Emergence has been compared to novelty, flexibility, and the creative advancement of a system ( Capra, 2002 ). Novel or new structures, patterns, properties, or processes can emerge during the process of self-organization in a CAS. Examples of emergence include the ways in which termites and ants build large complex structures that appear to have had an architect, designer, or structural engineer guiding the process. The human brain may operate in a similar fashion, as individual neurons (i.e., agents) operate locally and in networks through some simple patterns of reciprocal activation. In both cases, the collective structure or activity cannot be deduced from individual behaviors. These emergent behaviors can be innovative and creative. It is also a possibility that some emergent patterns will not be sustainable or adaptive over the long run.

Complex Adaptive Systems Are Self-Organizing

A cardinal property of a CAS is that it is self-organizing. Most CASs operate on a stability~instability dynamic. Self-organization requires appropriate conditions, often described as far from equilibrium or on the edge of chaos. This terminology indicates a zone that is closer to the instability pole where change can occur. Given its ability to exhibit emergent collective behavior, the CAS can self-organize into novel or new patterns. In this way, it moves away from a simple equilibrium or stable state and activates the nonlinearity inherent in the system. This evolution may lead to a new pattern and change the dynamics of the system. The important concept here is that these activities, behaviors, or patterns come from the CAS without the imposition of a central grand plan or control, or an externally imposed plan.

Control Is Distributed Rather Than Centralized

A characteristic of self-organization in a CAS is distributed control. This term implies that the agents or components do not act through a central agent or blueprint within or outside of the system. There is no central control that is responsible for the behavior or structures that emerge; rather, the CAS is a network of disparate agents exhibiting coherence and the ability to change without central direction or a single intelligent executive function. The commonality in the examples of emergence is that the activity or structure is produced by local interactions, without any central command center. This principle is often referred to as distributed control ( Lindberg et al., 2008 ), previously addressed.

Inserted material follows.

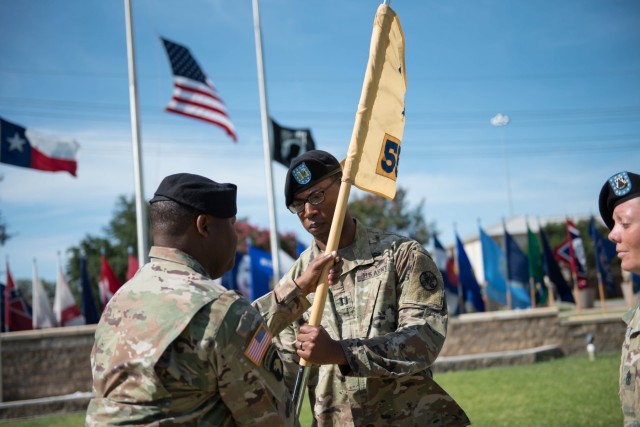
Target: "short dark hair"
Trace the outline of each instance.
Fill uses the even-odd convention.
[[[152,203],[149,208],[153,234],[184,234],[201,212],[172,200]]]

Unexpected complex results from the decentralized local interaction of agents often appear to mimic more centralized organized and planned activities that are evident in a growing number of disciplines ( Paley, 2007 ). For example, the brain has approximately 100 billion individual neurons—agents interacting with one another through hormonal and other mediators, which are themselves often localized ( Holt, 2004 ). The individual neurons have no cognitive capacity, but nonlinear interactions between them may generate higher-level cognitive functions. Distributed control is an important characteristic of self-organization. Nevertheless, the self-organization is not always independent of the environment because often it is the environment to which the CAS adapts.